Friday, October 27, 2017

The Complete History of Chicago's Famous Lake Shore Drive.

Lake Shore Drive in 1889, taken from the top of the Chicago Water Tower.
Lake Shore Drive (referred to as the Outer Drive, also as The Drive or LSD) is probably Chicago's most famous road. Note the reconstruction 18 years after the Chicago Fire. Because of the number of homeless Chicagoans, the city allowed wooden structures to be built, as evidenced in this photograph. 
Lake Shore Drive, Chicago. circa 1900
Lake Shore Drive's origins date back to Potter Palmer, who coerced the City of Chicago to build the street adjacent to his lakefront property to enhance its value.

Palmer built his "castle" at 100 Lake Shore Drive in 1882 (today 1350 N. Lake Shore Drive) on landfills from debris from the Great Chicago Fire of 1871 east of today's Michigan Avenue, which was known as Pine Street (in today's Gold Coast neighborhood). Pine was renamed Lincoln Park Boulevard in the early 1890s as far south as Ohio Street when the street connected with Lake Shore Drive.
The Potter Palmer "castle" stood on north Lake Shore Drive for more than half a century and remains one of the most legendary houses ever built in Chicago, despite being razed in 1950.
Lake Drive, Lincoln Park, Chicago, Illinois.
The drive was initially intended for leisurely strolls for the wealthy in their horse-drawn carriages. When automobiles began growing in numbers, Lake Shore Drive took on a completely different role in transportation.

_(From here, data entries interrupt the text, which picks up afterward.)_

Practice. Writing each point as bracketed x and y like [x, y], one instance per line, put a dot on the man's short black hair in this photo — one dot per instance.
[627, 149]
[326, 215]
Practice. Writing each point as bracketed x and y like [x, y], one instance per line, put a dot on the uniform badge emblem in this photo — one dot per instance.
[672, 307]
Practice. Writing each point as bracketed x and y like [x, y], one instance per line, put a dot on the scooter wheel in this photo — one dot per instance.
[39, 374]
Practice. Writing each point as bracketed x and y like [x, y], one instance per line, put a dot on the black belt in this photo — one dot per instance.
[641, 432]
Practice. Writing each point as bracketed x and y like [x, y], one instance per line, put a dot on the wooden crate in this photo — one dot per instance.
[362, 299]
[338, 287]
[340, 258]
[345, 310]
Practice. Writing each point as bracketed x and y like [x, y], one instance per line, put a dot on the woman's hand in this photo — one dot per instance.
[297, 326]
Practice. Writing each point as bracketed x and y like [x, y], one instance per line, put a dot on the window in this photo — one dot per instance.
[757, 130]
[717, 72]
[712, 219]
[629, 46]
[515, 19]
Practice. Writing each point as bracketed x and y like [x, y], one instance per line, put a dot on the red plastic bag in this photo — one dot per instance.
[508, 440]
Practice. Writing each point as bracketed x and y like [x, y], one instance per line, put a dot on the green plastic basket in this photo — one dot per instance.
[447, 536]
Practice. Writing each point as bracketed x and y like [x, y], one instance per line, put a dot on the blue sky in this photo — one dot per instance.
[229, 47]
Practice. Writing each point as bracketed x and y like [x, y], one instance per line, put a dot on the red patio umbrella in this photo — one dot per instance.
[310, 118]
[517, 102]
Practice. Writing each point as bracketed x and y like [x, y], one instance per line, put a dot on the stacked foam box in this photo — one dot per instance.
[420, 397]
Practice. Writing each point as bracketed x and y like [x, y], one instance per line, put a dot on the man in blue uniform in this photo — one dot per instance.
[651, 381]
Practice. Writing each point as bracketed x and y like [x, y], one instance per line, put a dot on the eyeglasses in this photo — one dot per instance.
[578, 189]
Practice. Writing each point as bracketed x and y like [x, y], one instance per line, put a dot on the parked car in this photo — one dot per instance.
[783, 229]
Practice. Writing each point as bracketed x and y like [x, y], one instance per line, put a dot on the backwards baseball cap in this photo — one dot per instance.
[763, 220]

On October 12, 1901, tens of thousands of flag-waving Scandinavian-Americans participated in events to celebrate the monument unveiling. Despite heavy rain that day, the festivities included a parade and a two-hour ceremony in Humboldt Park.
A bronze statue of Leif Ericson on a granite boulder in Humboldt Park, the work of a Norwegian, came to Chicago around the 1893 World's Columbian Exposition.
Lake Shore Drive began at Oak Street and extended north to the city limit at Fullerton Avenue. The most notable extension was built in 1933 from Belmont to Foster avenues, which featured cloverleaf interchanges instead of at-grade intersections. This stretch of road was Chicago's first freeway, predating the Calumet Expressway by 17 years. 
Lake Shore Drive, Chicago. ca. 1910s

Chicago Tribune, Wednesday, February 2, 1927:
Leif Ericson Drive "It Stays," Official Says. Despite the protests that have arisen, south park officials announced yesterday that they will stand by their decision to name the outer drive from twenty-third street to Jackson park for Leif Ericson, a Viking, said to have landed in America in the year 1,000 AD.
Supt. George T. Donoghue for the south park board, declared that unless people insist on stressing the name of Ericson, the boulevard will still be known as the Outer Drive just as Soldier Field popularly is known as "The Stadium." "People will put their own Monikers on the the drive," Mr. Donoghue predicted, "Just as they call the drive through Lincoln park the West drive instead of Stockton drive, its proper name."
The board, he said, has considered the matter for six months. Feeling that the man should be recognized and receiving corroboration from the University of Chicago as to the historical fact. Mr. Donoghue declared that the name had been given after due consideration.
Chicago Tribune, Saturday, September 3, 1927:
Several articles have appeared of late referring to the Leif Ericson Drive as the "Outer Drive." It is beyond me why this drive is not called by the name that was rightfully given it. As all know, Chicago chose to honor the discoverer of America, Leif Ericson, who landed on the mainland of America in the year 1,000, by naming this drive Leif Ericson Drive. 
The dedication of Leif Ericson Drive on September 11, 1927, attracted 25,000 people, mostly of Norwegian birth or ancestry. 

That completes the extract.